Gaia Agent Evaluation Guide

This guide will walk you through the setup process for running the sample code and evaluating your agent using Gaia results.

Step 1: Configure API Keys

Before anything else, make sure you configure your secret keys in the Space Settings section.

Log into each required platform.
Locate and input your API keys in the designated fields.

Step 2: Set Up Supabase

Log in to Supabase.
Navigate to your space, then go to your project.
Open the SQL Editor, paste the SQL code below, and run it to create the necessary table and function.
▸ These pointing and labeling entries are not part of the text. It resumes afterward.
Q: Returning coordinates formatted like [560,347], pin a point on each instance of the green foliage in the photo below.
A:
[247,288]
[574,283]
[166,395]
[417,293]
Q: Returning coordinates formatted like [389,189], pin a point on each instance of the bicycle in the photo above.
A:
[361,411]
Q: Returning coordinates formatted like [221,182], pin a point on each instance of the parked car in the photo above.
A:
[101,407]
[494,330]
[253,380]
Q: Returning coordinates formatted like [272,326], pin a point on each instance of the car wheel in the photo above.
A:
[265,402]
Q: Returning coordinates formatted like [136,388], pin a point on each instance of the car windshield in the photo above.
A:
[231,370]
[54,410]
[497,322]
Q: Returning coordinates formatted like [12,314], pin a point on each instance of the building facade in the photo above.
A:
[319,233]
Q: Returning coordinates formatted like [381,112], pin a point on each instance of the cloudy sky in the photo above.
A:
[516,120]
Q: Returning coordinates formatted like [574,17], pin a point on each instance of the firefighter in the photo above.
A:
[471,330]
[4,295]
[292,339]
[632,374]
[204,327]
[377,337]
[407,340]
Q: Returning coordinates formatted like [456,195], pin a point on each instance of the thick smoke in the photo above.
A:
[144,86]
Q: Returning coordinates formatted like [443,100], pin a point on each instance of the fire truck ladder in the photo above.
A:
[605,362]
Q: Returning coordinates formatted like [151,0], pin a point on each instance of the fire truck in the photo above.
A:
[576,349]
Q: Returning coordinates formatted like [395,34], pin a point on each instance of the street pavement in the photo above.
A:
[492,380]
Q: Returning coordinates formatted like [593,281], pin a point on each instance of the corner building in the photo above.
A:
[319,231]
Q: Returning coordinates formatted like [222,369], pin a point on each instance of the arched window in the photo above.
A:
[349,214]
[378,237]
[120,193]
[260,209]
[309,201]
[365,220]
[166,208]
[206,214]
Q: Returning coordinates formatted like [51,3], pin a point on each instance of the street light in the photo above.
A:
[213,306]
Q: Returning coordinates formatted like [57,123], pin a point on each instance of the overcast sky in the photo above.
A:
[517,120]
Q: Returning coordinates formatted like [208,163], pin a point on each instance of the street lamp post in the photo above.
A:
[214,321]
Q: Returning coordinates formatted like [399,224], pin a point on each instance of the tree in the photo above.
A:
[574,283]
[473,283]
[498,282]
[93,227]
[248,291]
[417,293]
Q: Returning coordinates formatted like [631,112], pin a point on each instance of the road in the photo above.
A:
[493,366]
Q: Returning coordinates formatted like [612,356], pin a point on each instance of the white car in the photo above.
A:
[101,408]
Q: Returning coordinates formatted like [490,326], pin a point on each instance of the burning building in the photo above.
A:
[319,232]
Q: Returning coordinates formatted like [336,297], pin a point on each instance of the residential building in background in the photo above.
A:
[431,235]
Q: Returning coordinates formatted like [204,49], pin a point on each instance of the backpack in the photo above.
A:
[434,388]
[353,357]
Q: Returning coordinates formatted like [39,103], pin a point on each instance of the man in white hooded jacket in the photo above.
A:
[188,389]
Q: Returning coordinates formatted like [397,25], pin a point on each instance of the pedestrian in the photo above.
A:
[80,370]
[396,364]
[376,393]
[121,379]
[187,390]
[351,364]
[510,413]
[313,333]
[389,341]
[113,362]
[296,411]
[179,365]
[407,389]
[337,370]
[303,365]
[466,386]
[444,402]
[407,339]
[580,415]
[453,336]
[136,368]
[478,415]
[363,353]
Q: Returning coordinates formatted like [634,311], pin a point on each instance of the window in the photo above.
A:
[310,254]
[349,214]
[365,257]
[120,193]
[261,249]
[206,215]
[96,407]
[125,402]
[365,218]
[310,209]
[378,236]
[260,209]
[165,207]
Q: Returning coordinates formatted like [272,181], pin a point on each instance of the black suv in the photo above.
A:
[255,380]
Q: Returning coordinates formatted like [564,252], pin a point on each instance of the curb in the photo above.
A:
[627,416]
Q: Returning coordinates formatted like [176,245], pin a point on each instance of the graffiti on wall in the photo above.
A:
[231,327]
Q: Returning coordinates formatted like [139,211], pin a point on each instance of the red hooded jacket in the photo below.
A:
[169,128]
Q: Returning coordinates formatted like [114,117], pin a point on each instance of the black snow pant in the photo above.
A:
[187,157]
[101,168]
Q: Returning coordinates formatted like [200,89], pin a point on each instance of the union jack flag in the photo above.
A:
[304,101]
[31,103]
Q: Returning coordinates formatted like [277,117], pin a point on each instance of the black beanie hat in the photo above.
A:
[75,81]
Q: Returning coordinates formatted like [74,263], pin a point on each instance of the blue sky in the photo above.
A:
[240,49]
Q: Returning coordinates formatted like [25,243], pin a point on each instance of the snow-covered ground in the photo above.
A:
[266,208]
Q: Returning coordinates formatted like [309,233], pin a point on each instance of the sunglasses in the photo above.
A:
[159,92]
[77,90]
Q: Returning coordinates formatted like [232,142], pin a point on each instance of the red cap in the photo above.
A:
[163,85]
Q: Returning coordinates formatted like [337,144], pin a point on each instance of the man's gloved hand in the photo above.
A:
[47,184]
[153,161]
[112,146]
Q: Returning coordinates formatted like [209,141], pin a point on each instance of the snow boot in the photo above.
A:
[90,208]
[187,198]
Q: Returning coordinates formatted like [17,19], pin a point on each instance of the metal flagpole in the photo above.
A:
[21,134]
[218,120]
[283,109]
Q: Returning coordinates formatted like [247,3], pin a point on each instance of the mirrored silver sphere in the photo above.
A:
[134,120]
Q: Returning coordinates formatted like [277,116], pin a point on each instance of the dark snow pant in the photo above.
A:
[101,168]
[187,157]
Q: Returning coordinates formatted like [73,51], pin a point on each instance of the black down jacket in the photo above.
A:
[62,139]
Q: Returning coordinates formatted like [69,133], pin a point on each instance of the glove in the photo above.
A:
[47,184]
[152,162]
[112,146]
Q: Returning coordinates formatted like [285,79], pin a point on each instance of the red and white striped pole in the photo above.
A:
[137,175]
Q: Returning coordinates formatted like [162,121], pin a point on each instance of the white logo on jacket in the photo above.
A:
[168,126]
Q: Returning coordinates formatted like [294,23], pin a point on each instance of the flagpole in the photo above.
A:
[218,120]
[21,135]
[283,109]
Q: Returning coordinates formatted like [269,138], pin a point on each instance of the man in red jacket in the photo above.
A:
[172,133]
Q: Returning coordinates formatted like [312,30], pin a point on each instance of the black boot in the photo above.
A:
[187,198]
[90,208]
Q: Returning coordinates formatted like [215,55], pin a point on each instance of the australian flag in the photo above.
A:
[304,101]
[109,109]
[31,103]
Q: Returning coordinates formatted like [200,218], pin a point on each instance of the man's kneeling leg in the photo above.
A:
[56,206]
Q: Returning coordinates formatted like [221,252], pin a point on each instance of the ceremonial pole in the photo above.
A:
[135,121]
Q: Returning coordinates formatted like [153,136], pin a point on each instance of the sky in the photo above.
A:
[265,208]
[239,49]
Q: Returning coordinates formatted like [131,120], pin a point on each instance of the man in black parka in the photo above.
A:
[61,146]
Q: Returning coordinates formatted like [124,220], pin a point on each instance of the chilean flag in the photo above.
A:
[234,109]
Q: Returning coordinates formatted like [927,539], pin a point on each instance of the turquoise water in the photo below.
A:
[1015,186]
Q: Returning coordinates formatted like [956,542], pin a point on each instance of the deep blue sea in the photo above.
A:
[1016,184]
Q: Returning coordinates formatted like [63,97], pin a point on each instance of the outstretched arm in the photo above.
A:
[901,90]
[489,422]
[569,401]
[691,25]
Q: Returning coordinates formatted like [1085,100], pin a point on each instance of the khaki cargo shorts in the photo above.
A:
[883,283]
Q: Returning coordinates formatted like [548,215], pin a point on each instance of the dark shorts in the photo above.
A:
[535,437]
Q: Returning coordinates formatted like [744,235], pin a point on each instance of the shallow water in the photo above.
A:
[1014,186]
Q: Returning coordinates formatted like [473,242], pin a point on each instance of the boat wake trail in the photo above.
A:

📦 SQL Code – Creating Tables and Functions

-- Enable pgvector if not already enabled
create extension if not exists vector;

-- Create the documents table (if not already done)
create table if not exists documents (
  id bigserial primary key,
  content text,
  metadata jsonb,
  embedding vector(768)  -- Make sure this matches your model's embedding dimension
);

-- Create the match_documents function
create or replace function match_documents (
  query_embedding vector(768),
  match_count int default 5,
  filter jsonb default '{}'
)
returns table (
  id bigint,
  content text,
  metadata jsonb,
  similarity float
)
language plpgsql
as $$
begin
  return query
  select
    id,
    content,
    metadata,
    1 - (embedding <=> query_embedding) as similarity
  from documents
  where metadata @> filter
  order by embedding <=> query_embedding
  limit match_count;
end;
$$;

After running the above, execute this command to ensure Supabase’s API layer (PostgREST) refreshes its internal schema cache:

NOTIFY pgrst, 'reload config';

Step 3: Populate the Database

To enable document retrieval, you need to populate the database with example entries:

Open and run the test.ipynb Jupyter notebook.
This script reads from the metadata.jsonl file and inserts the examples into the documents table.
This adds a Basic Retrieval capability to your agent, enhancing its performance.

Step 4: Run the Evaluation

Once the database is set up and filled with data:

Proceed to the Evaluation section in your project.
Run the evaluation script to test and score your agent’s performance.